Last week at a psychedelics conference in Miami, Rick Doblin, executive director of the Multidisciplinary Association for Psychedelic Studies (MAPS), made statements highlighting his group’s interest in providing psychedelic treatment to active-duty soldiers.

Speaking on the main stage of the 2022 Wonderland Miami conference, Doblin said that providing active-duty soldiers access to psychedelics was “where the biggest barrier is now.” Doblin was optimistic, though, as his group has apparently been in discussions at Walter Reed National Military Medical Center about making psychedelic treatments available to “soldiers still in service.” The comments were first reported in a November 7 Bloomberg article.

Regarding concerns that service members who use psychedelics may not want to return to service, Doblin said he did not think that would be the case for all soldiers.

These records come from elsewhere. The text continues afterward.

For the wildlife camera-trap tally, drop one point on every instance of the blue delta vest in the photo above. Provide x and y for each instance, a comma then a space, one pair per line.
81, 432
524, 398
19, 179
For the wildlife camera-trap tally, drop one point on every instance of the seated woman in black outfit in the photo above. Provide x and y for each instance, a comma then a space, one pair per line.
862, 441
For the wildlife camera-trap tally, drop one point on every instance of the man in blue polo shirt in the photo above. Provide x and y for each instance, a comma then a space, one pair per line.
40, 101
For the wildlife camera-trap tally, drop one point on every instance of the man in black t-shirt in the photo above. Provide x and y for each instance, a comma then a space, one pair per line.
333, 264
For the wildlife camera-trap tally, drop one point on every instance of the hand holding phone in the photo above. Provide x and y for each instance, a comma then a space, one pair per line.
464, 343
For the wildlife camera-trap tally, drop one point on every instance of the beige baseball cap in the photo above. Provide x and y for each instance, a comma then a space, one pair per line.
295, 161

“Would people all become hippies and leave the military? I don’t think that’s the case,” Doblin said. “Some people will choose to serve and some will not.”

As noted in part one of my Truthdig investigation, “Long Strange Loop,” MAPS first floated the idea of psychedelic treatments for active-duty soldiers in 2012. Many psychedelic users and commentators have taken issue with this idea, as well as with the argument, made in the MAPS Bulletin in 2021, that MDMA should be used for the treatment of “moral injury” in soldiers. Moral injury, according to the article, refers to the impact of complicity in actions one might morally disagree with, such as storming “into people’s homes at night, turning the house upside down looking for weapons, [and] taking fathers away from crying families to military prisons.”

In some cases, moral injury is a euphemism for participation in war crimes. Using psychedelics to help soldiers recover from such trauma, and perhaps get back in the field faster, is controversial in the psychedelics community, to put it mildly. 

Responding to this Bloomberg write-up, medical cannabis researcher and ethicist Dr. Paula Cubillos, wrote that she “can’t help but think how questionable it is that all society seems to be so eager to offer veterans is access to substances to help them cope with their trauma, instead of making meaningful changes to mitigate that trauma to begin with.”